When Good Sounds Go Adversarial: Jailbreaking Audio-Language Models with Benign Inputs
Hiskias Dingeto 1,2, Taeyoun Kwon 1,2, Dasol Choi 1,3, Bodam Kim 3, DongGeon Lee 1,4, Haon Park 1,2, JaeHoon Lee 5, Jongho Shin 5
Published on arXiv
2508.03365
Input Manipulation Attack
OWASP ML Top 10 — ML01
Prompt Injection
OWASP LLM Top 10 — LLM01
Key Finding
Achieves average attack success rates of 60–78% across two benchmarks and five multimodal LLMs while keeping adversarial audio intelligible to human listeners.
WhisperInject (RL-PGD)
Novel technique introduced
As large language models (LLMs) become increasingly integrated into daily life, audio has emerged as a key interface for human-AI interaction. However, this convenience also introduces new vulnerabilities, making audio a potential attack surface for adversaries. Our research introduces WhisperInject, a two-stage adversarial audio attack framework that manipulates state-of-the-art audio language models to generate harmful content. Our method embeds harmful payloads as subtle perturbations into audio inputs that remain intelligible to human listeners.

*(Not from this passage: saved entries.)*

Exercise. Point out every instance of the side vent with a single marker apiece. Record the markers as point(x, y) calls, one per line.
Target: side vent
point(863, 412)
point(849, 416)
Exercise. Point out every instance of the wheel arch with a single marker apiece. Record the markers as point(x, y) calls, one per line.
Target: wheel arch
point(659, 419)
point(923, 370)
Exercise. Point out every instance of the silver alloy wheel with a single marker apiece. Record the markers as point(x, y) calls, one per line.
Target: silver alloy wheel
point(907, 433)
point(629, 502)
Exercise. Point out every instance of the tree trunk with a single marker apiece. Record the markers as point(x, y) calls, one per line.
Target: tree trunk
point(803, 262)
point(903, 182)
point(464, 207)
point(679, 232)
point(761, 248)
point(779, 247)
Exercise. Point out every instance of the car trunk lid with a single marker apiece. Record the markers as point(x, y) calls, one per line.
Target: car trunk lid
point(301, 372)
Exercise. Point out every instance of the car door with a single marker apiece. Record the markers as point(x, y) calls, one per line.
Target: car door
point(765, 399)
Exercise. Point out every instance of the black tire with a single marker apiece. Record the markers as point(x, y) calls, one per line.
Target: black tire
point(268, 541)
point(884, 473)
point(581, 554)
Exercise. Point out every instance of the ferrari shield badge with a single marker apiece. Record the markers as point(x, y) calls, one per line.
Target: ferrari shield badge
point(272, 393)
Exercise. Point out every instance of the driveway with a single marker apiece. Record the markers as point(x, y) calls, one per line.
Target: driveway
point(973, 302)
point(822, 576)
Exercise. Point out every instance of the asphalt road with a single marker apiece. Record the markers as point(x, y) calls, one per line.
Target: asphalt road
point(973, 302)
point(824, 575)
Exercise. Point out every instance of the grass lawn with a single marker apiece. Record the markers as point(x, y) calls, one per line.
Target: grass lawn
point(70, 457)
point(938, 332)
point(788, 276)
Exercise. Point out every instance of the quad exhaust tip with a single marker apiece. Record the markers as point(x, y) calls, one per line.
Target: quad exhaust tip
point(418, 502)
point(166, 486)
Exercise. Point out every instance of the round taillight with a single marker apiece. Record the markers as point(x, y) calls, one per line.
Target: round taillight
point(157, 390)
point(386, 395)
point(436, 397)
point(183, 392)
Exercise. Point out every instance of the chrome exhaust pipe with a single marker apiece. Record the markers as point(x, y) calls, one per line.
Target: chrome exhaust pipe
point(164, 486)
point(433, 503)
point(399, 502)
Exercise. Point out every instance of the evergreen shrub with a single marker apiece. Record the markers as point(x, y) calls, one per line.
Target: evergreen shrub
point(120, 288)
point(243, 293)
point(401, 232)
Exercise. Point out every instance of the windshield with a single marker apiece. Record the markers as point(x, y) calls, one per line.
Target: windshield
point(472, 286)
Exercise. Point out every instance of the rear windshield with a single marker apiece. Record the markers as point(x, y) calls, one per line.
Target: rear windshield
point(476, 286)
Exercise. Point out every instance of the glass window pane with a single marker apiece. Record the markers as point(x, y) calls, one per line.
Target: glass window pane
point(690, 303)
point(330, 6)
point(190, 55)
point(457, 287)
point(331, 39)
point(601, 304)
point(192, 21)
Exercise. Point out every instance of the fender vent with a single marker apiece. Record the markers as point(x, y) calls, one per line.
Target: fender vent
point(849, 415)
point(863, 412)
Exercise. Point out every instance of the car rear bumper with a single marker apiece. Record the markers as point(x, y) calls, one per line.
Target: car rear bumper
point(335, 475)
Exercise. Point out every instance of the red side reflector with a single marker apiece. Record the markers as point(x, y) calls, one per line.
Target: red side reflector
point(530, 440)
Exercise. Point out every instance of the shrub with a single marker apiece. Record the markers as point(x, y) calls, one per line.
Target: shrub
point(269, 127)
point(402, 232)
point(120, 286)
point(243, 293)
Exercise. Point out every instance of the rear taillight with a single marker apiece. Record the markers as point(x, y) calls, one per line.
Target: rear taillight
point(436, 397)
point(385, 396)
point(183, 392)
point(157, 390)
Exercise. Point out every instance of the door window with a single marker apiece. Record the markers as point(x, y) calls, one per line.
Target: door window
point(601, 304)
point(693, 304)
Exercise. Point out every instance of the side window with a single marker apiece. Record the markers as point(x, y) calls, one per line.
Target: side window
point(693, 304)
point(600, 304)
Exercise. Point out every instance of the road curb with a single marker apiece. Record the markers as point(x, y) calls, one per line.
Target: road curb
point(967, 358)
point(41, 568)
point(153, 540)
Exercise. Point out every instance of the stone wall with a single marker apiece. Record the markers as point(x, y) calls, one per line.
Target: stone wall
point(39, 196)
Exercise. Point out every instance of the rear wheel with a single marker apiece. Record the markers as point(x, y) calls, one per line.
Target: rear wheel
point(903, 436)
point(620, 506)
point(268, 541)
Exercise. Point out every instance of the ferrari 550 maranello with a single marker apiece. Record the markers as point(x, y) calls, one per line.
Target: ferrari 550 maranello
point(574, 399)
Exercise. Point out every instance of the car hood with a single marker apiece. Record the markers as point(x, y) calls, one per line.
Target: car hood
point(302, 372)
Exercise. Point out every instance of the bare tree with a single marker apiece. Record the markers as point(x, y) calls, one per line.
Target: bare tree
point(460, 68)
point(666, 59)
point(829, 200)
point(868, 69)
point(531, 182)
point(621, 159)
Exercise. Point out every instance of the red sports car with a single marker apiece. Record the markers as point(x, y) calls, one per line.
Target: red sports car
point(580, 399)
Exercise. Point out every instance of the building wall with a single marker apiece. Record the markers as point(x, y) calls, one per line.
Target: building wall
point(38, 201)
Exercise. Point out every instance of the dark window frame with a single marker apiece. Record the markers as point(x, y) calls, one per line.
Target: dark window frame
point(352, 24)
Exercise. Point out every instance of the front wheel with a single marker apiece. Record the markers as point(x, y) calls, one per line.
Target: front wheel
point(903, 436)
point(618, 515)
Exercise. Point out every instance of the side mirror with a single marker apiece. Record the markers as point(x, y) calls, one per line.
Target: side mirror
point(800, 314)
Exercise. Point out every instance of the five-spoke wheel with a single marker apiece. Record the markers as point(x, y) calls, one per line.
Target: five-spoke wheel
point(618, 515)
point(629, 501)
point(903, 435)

The first stage uses a novel reward-based white-box optimization method, Reinforcement Learning with Projected Gradient Descent (RL-PGD), to jailbreak the target model and elicit harmful native responses. This native harmful response then serves as the target for Stage 2, Payload Injection, where we use gradient-based optimization to embed subtle perturbations into benign audio carriers, such as weather queries or greeting messages. Our method achieves average attack success rates of 60-78% across two benchmarks and five multimodal LLMs, validated by multiple evaluation frameworks. Our work demonstrates a new class of practical, audio-native threats, moving beyond theoretical exploits to reveal a feasible and covert method for manipulating multimodal AI systems.
Key Contributions
- WhisperInject: a two-stage audio jailbreak framework where Stage 1 uses RL-PGD to automatically discover model-native harmful responses without manual target selection, and Stage 2 embeds these as imperceptible perturbations in benign audio carriers
- Novel RL-PGD optimization method that uses reward-based white-box gradient descent to elicit harmful native responses from audio-language models
- Achieves 60–78% attack success rates across two benchmarks and five state-of-the-art multimodal LLMs while preserving carrier audio intelligibility for human listeners
🛡️ Threat Analysis
Both stages use gradient-based optimization (RL-PGD in Stage 1, PGD-style in Stage 2) to craft adversarial audio perturbations that cause misclassification or harmful output generation at inference time — a clear adversarial input manipulation attack on the audio modality, analogous to adversarial patches/perturbations on VLMs.